A media hora de que las puertas de la iglesia se abran, el ánimo entre los fieles empieza a caldearse. Los organizadores empiezan a regar la noticia que sólo tendrán derecho a asistir a la misa las primeras 180 personas que hayan llegado. Una abuela, impecablemente vestida de negro, pregunta airadamente por qué razón no hicieron la eucaristía en la Catedral: “En donde sí cabemos todos”. Otra trata de calmarla recordándole que Santa Beatriz tiene el derecho propio ya que ahí Juan Pablo II habría obrado uno de sus milagros.
La mayoría de los que esperan son mujeres mayores de sesenta años. Una de ellas es Miriam López, arquitecta misionera que espera volverse una mejor persona al estar al lado de la reliquia: “Después de verla nunca será uno el mismo. Le aconsejo -me dice tomándome de su mano- que cuando esté frente a ella abra su corazón y entonces le llegará al alma”. Iba a decirme algo más pero desde atrás una mujer, preocupada por entrar, la empuja. Hay reclamos, gritos, angustia. En un hueco que ha quedado entre las vallas que ha puesto la policía, una pareja de ancianos se ha colado. La fila, como una culebra gigante, le da la vuelta a dos cuadras. Algunos se han resignado y han puesto las sillas que han traído desde sus casas frente a una pantalla gigante que se ha puesto frente a la iglesia. Una madre ha puesto sus manos frente a su hijo en una silla de ruedas, tiene los ojos arrasados en lágrimas: “No importa no poder entrar, para el Papa viajero no hay nada imposible, para él no existen puertas ni paredes, él está en todas partes”.
En la puerta trasera los periodistas se amontonan. El padre Julio Solórzano, párroco de Santa Beatriz y directivo del canal Cristovisión ha hecho su aparición.
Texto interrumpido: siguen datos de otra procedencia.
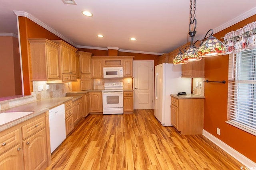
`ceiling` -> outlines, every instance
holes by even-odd
[[[77,47],[161,55],[190,41],[189,0],[75,1],[76,5],[62,0],[0,0],[0,33],[18,34],[14,10],[28,13]],[[93,16],[84,16],[83,10]],[[255,0],[198,0],[196,39],[202,39],[210,29],[216,33],[255,14]]]

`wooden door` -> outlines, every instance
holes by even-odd
[[[103,60],[102,59],[92,60],[92,78],[103,78]]]
[[[70,51],[70,71],[72,74],[76,74],[76,52],[74,51]]]
[[[68,48],[61,46],[61,57],[62,71],[63,74],[70,74],[70,50]]]
[[[26,170],[40,169],[46,165],[47,150],[45,128],[24,140],[23,146]]]
[[[134,109],[153,109],[154,61],[133,62]]]
[[[22,150],[18,145],[0,154],[0,170],[23,170]]]
[[[50,46],[46,46],[47,78],[60,78],[59,58],[58,49]]]
[[[124,77],[132,77],[132,59],[124,59]]]

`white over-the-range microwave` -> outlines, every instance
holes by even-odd
[[[122,67],[103,67],[104,78],[122,78],[123,77]]]

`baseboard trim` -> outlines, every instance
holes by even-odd
[[[239,153],[204,129],[203,129],[203,135],[226,152],[245,166],[254,167],[254,168],[256,167],[256,163]]]

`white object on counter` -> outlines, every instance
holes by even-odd
[[[34,113],[33,111],[4,112],[0,113],[0,125],[20,119]]]
[[[62,104],[49,111],[51,153],[66,139],[65,105]]]

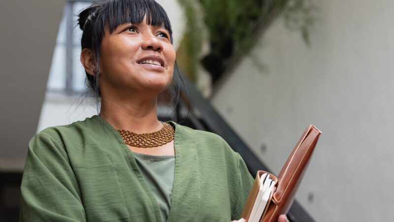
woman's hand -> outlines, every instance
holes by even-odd
[[[245,219],[241,218],[238,221],[232,221],[231,222],[245,222]],[[279,218],[278,219],[278,222],[289,222],[289,220],[287,220],[287,217],[286,215],[282,214],[280,216]]]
Tiene una lista en mano en donde uno a uno van entrando. Me mira a los ojos y me pregunta si soy Carlos, yo asiento y logro entrar. En el pasillo central de la iglesia una fila de soldados de la Guardia Presidencial espera con sus sables la entrada de la reliquia. Son las cuatro de la tarde y las puertas se abren. Afuera hay jalonazos, empujones, desesperación y angustia. Los enfermos recobran por un momento sus fuerzas y a empellones logran entrar a la capilla. Con su pinta de galán de cine Ettore Ballestrero, nuncio apostólico del Vaticano en Colombia, ingresa a la iglesia sonriente y diciéndole por enésima vez a los periodistas que el Papa Francisco no vendrá este año al país.
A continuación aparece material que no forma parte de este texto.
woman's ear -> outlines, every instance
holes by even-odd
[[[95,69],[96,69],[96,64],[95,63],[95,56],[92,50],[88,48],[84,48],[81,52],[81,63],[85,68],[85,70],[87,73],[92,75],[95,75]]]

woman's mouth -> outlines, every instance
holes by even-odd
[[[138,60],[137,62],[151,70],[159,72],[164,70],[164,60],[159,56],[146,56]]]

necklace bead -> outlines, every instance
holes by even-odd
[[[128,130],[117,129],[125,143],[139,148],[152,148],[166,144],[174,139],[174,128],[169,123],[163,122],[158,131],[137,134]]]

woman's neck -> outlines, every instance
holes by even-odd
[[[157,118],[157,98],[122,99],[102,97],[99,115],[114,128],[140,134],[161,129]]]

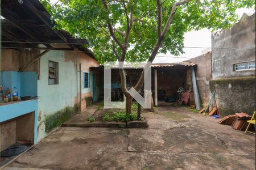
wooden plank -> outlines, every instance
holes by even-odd
[[[193,83],[193,90],[194,91],[195,100],[196,101],[196,107],[197,110],[201,109],[200,102],[199,99],[199,94],[197,90],[197,85],[196,84],[196,73],[195,73],[194,67],[191,67],[192,80]]]
[[[47,53],[48,53],[49,50],[46,50],[44,51],[43,51],[43,52],[42,52],[41,53],[40,53],[39,54],[38,54],[34,59],[32,60],[29,63],[28,63],[26,66],[24,66],[23,67],[22,67],[22,69],[21,69],[20,70],[19,70],[19,72],[22,71],[22,70],[23,70],[24,69],[25,69],[26,68],[27,68],[27,67],[28,67],[29,66],[30,66],[31,65],[32,65],[33,63],[34,63],[35,62],[36,62],[36,61],[38,61],[39,58],[40,58],[43,55],[44,55],[45,54],[46,54]]]

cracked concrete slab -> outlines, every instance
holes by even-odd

Detrás suyo y mientras se escucha una marcha, un policía en silla de ruedas entra lentamente a Santa Beatriz, con la reliquia en las manos. Cuatro padres diocesanos, inmaculadamente vestidos de blanco, me empujan para tomarle la mejor foto al libro dorado que contiene la última gota derramada por Karol Wojtyla en la tierra. Ligia Navarro se ha puesto a mi lado y con la voz quebrada por la emoción me explica que después de 35 años del atentado la sangre no se había coagulado porque no había duda, el hombre era un santo. Ella insistía con el cuento y yo quién soy para hacer infeliz a alguien con la verdad. Lentamente llegó la reliquia al altar y allí el cardenal Rubén Salazar Gómez empezó su misa. Afuera, cientos de abuelitas luchaban enconadamente por entrar mientras extrañadas me veían salir a mí de la iglesia.
La gota de sangre de Juan Pablo II saldrá mañana para Marinilla en donde estará en la Parroquia que lleva su mismo nombre. Allí permanecerá hasta el 4 de junio, fecha en que volverá a estar en Bogotá en la Catedral Santiago Apostol de Fontibón.